Durchaus umstritten ist bei Landwirten die unter Androhung eines Zwangsgeldes auferlegte Pflicht, Rinder, Schafe und Ziegen gegen die Blauzungenkrankheit (BT) zu impfen. Mehrere Bauern waren vor einiger Zeit zu einem Gespräch mit Landrat Hans-Joachim Weirather bei der Kreisbehörde, um ihre Bedenken zum Ausdruck zu bringen. Zwar weigern sich einzelne Betriebe hartnäckig, ihre Tiere impfen zu lassen. Eine Massenprotest-Bewegung ist hieraus aber noch nicht entstanden.
Beim Veterinäramt in Mindelheim sind bislang von insgesamt 2500 landwirtschaftlichen Betrieben im Unterallgäu 33 registriert, die nachweislich bis zur gesetzten Frist nicht geimpft haben. Diese Zahl wird sich nach Auskunft von Veterinäramtsleiter Dr. Armin Mareis noch erhöhen, weil noch nicht alle Rückmeldungen der Tierärzte vorlägen (siehe auch "Nachgefragt").
Das Landratsamt hat die Rinderhalter in der Vergangenheit mehrfach dazu aufgefordert, der Impfpflicht nachzukommen und alle über drei Monate alten Rinder gegen die Tierseuche immunisieren zu lassen.
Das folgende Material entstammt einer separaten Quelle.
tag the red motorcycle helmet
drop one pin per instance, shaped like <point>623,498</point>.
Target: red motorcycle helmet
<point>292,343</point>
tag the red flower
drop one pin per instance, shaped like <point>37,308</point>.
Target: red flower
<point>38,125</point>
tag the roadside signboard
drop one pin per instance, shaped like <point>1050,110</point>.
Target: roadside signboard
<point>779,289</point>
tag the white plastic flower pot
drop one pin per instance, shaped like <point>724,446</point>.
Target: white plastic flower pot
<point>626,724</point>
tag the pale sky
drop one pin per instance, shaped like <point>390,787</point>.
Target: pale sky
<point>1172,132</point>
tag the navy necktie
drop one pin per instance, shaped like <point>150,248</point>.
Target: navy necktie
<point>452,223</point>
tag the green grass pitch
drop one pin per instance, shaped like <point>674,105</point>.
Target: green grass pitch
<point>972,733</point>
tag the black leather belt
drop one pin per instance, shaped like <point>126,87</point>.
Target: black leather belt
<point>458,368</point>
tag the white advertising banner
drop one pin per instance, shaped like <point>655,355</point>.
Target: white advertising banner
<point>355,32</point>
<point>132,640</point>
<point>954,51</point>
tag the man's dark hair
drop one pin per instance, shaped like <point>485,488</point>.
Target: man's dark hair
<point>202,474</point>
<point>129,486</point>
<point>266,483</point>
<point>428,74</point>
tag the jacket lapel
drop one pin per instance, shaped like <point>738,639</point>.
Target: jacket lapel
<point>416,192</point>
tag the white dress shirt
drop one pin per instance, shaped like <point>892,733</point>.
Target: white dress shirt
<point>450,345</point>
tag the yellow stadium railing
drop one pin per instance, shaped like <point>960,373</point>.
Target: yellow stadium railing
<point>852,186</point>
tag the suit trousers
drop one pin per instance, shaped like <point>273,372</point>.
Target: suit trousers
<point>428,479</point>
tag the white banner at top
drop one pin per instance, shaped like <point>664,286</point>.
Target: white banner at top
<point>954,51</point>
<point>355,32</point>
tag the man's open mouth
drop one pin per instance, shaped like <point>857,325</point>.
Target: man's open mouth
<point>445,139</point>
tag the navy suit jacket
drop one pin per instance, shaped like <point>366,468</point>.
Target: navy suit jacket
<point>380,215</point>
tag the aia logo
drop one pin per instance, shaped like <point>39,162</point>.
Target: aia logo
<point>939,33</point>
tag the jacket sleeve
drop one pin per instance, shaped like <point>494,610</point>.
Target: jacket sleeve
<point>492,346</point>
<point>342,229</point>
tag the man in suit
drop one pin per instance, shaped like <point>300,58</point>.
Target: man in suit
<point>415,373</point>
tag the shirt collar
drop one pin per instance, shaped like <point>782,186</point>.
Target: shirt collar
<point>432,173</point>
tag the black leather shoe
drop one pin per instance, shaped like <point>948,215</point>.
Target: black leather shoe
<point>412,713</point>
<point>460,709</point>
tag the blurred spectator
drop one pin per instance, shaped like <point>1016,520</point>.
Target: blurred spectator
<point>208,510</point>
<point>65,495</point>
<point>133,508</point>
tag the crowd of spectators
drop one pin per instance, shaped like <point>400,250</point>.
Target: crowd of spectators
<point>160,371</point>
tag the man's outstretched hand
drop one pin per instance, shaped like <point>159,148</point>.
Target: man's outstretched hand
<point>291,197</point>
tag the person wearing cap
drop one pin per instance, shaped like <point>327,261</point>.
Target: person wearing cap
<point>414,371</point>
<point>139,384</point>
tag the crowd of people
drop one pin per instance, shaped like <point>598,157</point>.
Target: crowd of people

An dieser Haltung hat sich nichts geändert.
Nach dem Gespräch hatte Landrat Weirather den Landwirten jedoch versprochen, sich dafür einzusetzen, dass die Bayerische Tierseuchenkasse eine Beihilfe für Verkalbungen und Totgeburten nach einer Fristenregelung gewährt - ähnlich wie dies in Baden-Württemberg der Fall ist. Nach Meinung von Experten ist die Wahrscheinlichkeit von Tot- oder Fehlgeburten als Folge der Impfung allgemein als sehr gering anzusehen. Diese Einschätzung wird bestätigt durch ein umfangreiches Papier, das die Tierseuchenkasse als Stellungnahme auf ein gemeinsames Schreiben der Landräte des Unter-, Ober- und des Ostallgäus, Weirather, Gebhard Kaiser und Johann Fleschhut, verfasst hat. Quintessenz der Stellungnahme ist, "dass die BT-Impfung sehr gut vertragen wird und nur in ganz wenigen Einzelfällen aufgrund individueller Gegebenheiten .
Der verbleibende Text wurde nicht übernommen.